The attack comes after the deadly New Year’s bombing in the northern city of Alexandria that drew international condemnation.

No one has yet claimed responsibility for that attack, which came after threats to Egypt’s Copts from the Al-Qaeda-linked group in Iraq that claimed a deadly October 31 attack on a Baghdad cathedral.

The group, the Islamic State of Iraq, said it would attack Copts if their church failed to release two women the group claimed were being held against their will after converting to Islam.

President Hosni Mubarak has blamed “foreign hands” as being behind the incident, and authorities said a suicide bomber was responsible.

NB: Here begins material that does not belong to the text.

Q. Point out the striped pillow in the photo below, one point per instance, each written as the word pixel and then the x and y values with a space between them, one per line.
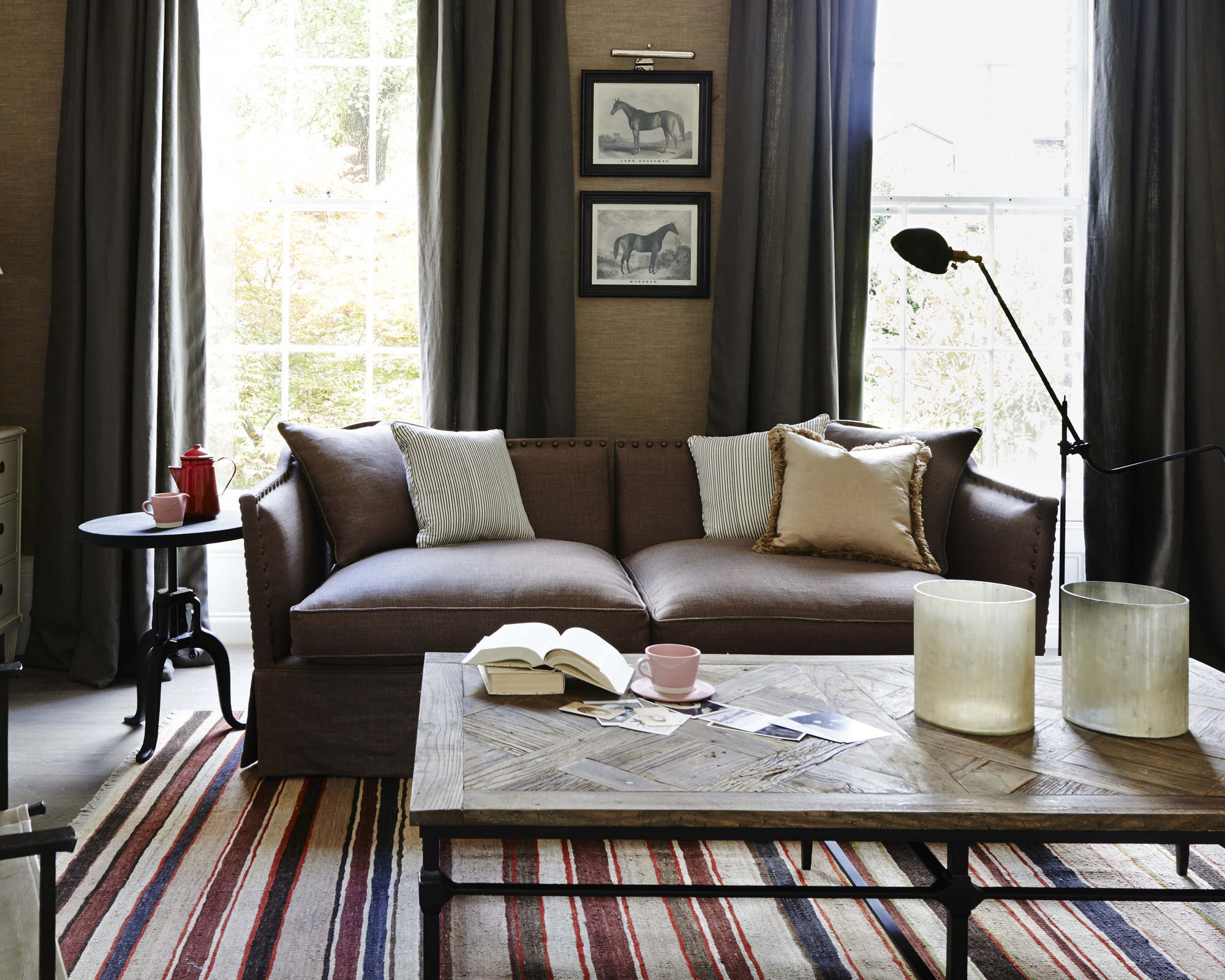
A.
pixel 737 478
pixel 462 486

Copts, who make up about 10 percent of Egypt’s mostly Muslim population of 80 million people, have been targets of sectarian attacks in the past and complain of discrimination.

Egypt has been under tight security since the Alexandria bombing, and the measures were stepped up for Coptic Christmas Eve services on Thursday.

The New Year’s Day bombing caused indignation around the world and prompted Pope Benedict XVI to express repeatedly his solidarity with the Copts and Christian across the Middle East.

But his remarks — namely his call on world leaders to protect Egypt’s Copts — hit a raw nerve in Cairo where the foreign ministry on Tuesday announced it was recalling its Vatican envoy for consultations.

The action follows “new statements from the Vatican concerning Egypt which are considered by Egypt as unacceptable interference in its internal affairs,” the foreign ministry spokesman said.

“Egypt will not allow any non-Egyptian faction to interfere in its internal affairs under any pretext,” the statement said. “The Coptic question is specifically an internal Egyptian affair.”

Vatican spokesman Federico Lombardi quoted Vatican Foreign Minister Dominique Mamberti as saying during a meeting with the recalled ambassador that the church “completely shares the (Egyptian) government’s concern with ‘avoiding an escalation of clashes and religious tensions,’ and appreciates its efforts in this direction.”

A day after the Alexandria attack, the pope appealed for the “concrete and constant engagement of leaders of nations,” in what he termed a “difficult mission.”

At his New Year’s Day mass, Benedict underscored that “humanity cannot display resignation in the face of negative forces of selfishness and violence, it cannot get accustomed to conflicts which claim victims and endanger the future of people.”

Then on Monday the pope said the attack was “yet another sign of the urgent need for the governments of the region to adopt… effective measures for the protection of religious minorities”.